Search for data assets in Dataplex Catalog

Use search in Dataplex Catalog to search for data assets such as BigQuery datasets, Cloud SQL instances, and others. For more information about the Google Cloud assets that are supported in Dataplex Catalog, see Supported Google Cloud sources.

Search scope

The search results in Dataplex Catalog respect permissions that you have over the corresponding resources in source systems.

For example, if you have BigQuery metadata read access to an object, that object appears in your Dataplex Catalog search results. If you have access to a BigQuery table but not to the dataset containing that table, the table still shows up as expected in the Dataplex Catalog search.

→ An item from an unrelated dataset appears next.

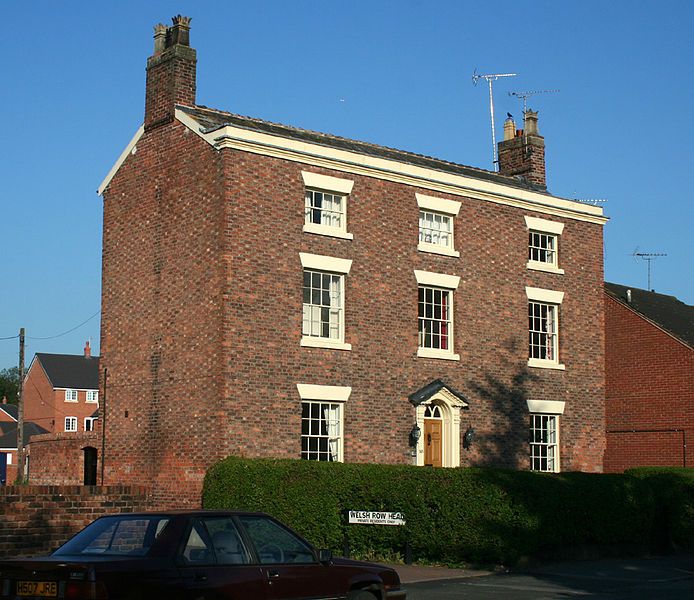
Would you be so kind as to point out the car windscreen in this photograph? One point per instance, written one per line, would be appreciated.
(120, 535)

The search results include only those resources that belong to the same VPC-SC perimeter as the project under which search is performed. When using the Google Cloud console, this is the project that is selected in the console.

To broaden the scope of your search results beyond the resources within your project's VPC Service Controls perimeter, use VPC Service Controls ingress and egress rules. These rules facilitate private and efficient data exchange across your organization. You can configure ingress and egress rules using the Google Cloud console or through JSON or YAML files. Refer to the following YAML example and consult the VPC Service Controls documentation to tailor the rule to your specific requirements.

egressPolicies:
  - egressFrom:
      identityType: ANY_USER_ACCOUNT
    egressTo:
      # Specify which resources should be present in the search results. In this example,
      # BigQuery.
      operations:
      - methodSelectors:
        - method: '*'
        serviceName: bigquery.googleapis.com
      # Specify project ids under which the search is performed.
      resources:
      - projects/SEARCH_PROJECT_ID
ingressPolicies:
  - ingressFrom:
      identityType: ANY_USER_ACCOUNT
      sources:
      - accessLevel: '*'
    ingressTo:
      # Specify which resources should be present in the search results. In this example,
      # BigQuery.
      operations:
      - methodSelectors:
        - method: '*'
        serviceName: bigquery.googleapis.com
      # Specify project ids to expose in search results.
      resources:
      - projects/INGRESS_PROJECT_ID

For more information about Dataplex Catalog IAM roles, see Dataplex IAM roles.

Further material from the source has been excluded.